Vorhin, als sie mit den anderen Frauen in einem Zimmer eingesperrt gewesen war und alle von ihren sexuellen Erlebnissen geschwärmt hatten, war sie von erotischen Fantasien regelrecht überschwemmt worden. Zwar hatte sie das Gesicht des darin auftretenden Mannes nicht erkannt, aber sie hatte gewusst, dass es Shivawn war. Und zwar deshalb, weil sie sich dabei geborgen gefühlt hatte. Und es war Shivawn, bei dem sie sich so fühlte. Nicht ... Joachim. Bei ihm wurde ihr schwindelig und sie fühlte sich schwach, als würde sie die Beherrschung über sich verlieren.
Früher einmal hatte ihr das nichts ausgemacht. Im Gegenteil. sie hatte Sex geliebt. Sie hatte Männer geliebt. Aber das war jetzt anders. Glaubte sie zumindest.
Es ist Shivawn, auf den du scharf bist. Es muss Shivawn sein. Nur dass sie den ganzen Tag sehnsüchtig auf diesen Moment gewartet hatte. Sie hatte sich danach gesehnt, Joachim wiederzusehen, seine Stimme zu hören und es beruhigte sie. Er war ganz anders als Shivawn. Er war weder sanft noch umgänglich. Er war ein wilder, temperamentvoller Krieger, der nicht davor zurückschreckte, seine Fäuste sprechen zu lassen. Sogar jetzt bekam Brenna Herzklopfen, wenn sie an ihn dachte - und nicht nur vor Angst.
Idiotisch, sagte sie sich zum hundertsten Mal. Wenn sie es jemals wagte, mit einem Mann zu schlafen, würde es jemand wie Shivawn sein.
Hör auf, ständig an Sex zu denken, Johnston. Mach dich an die Arbeit. Schweigend reinigte sie Joachims Wunden und erneuerte die Verbände. Sie freute sich zu sehen, dass seine Verletzungen gut verheilten. Keine Anzeichen einer Infektion. Joachim war immer noch zu schwach, um aufzustehen, aber er würde bald wieder auf dem Damm sein. Er würde seine Arme und das verletzte Bein gleich wieder benutzen können, sobald das Gewebe vollständig zusammengewachsen war.
Sie war fast fertig, als ein ihr unbekannter Mann hereinkam.

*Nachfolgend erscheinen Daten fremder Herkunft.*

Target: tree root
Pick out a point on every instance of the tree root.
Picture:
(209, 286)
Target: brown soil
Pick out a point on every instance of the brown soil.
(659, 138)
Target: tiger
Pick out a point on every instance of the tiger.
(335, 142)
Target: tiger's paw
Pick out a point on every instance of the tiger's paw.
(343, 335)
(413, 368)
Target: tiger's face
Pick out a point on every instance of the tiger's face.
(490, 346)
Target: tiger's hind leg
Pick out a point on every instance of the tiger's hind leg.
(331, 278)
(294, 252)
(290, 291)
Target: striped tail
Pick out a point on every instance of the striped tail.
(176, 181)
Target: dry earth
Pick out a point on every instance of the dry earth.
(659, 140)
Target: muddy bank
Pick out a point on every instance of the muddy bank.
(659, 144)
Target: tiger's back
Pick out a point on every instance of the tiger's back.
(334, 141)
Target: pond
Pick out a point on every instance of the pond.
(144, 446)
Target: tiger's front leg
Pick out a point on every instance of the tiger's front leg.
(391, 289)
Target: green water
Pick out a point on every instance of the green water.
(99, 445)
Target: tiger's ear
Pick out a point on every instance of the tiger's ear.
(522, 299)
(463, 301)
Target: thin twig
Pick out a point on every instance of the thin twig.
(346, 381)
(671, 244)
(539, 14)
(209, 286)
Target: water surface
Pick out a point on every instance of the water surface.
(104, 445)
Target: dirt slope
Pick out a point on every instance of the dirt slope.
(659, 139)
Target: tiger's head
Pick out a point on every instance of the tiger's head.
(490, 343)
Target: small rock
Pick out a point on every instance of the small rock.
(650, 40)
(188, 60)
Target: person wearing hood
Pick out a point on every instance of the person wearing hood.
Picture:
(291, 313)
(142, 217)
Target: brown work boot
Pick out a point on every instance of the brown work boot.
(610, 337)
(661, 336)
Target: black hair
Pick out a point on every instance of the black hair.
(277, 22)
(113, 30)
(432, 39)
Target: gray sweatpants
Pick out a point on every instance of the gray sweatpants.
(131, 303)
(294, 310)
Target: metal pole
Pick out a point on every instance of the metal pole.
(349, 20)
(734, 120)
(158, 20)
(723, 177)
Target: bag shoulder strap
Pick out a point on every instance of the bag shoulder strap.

Er hatte ein langes, gefährlich aussehendes Schwert in der Hand: Brenna sah es aus dem Augenwinkel und wollte sich sofort zu Shivawn flüchten, der ihr einziger verfügbarer Schutz schien. Doch ehe sie es tun konnte, griff Joachim nach ihrer Hand und hielt sie fest. Sie erschrak - nicht nur, weil sie nicht darauf gefasst gewesen war, sondern auch, weil die Berührung sie eine geradezu verbotene Weise elektrisierte. Sie schrie laut auf, sodass Joachim sie sofort losliess und taumelte in eine Ecke - weg von allen drei Männern.
"Du wirst im Speisesaal gebraucht", sagte der Mann zu Shivawn.
Shivawn ignorierte ihn und sah erst Brenna, dann Joachim an. "Hat er dir wehgetan?", fragte er sie.
Sie massierte sich das Handgelenk und schüttelte den Kopf.
"Valerian ruft nach dir", fügte der fremde Krieger ungeduldig hinzu.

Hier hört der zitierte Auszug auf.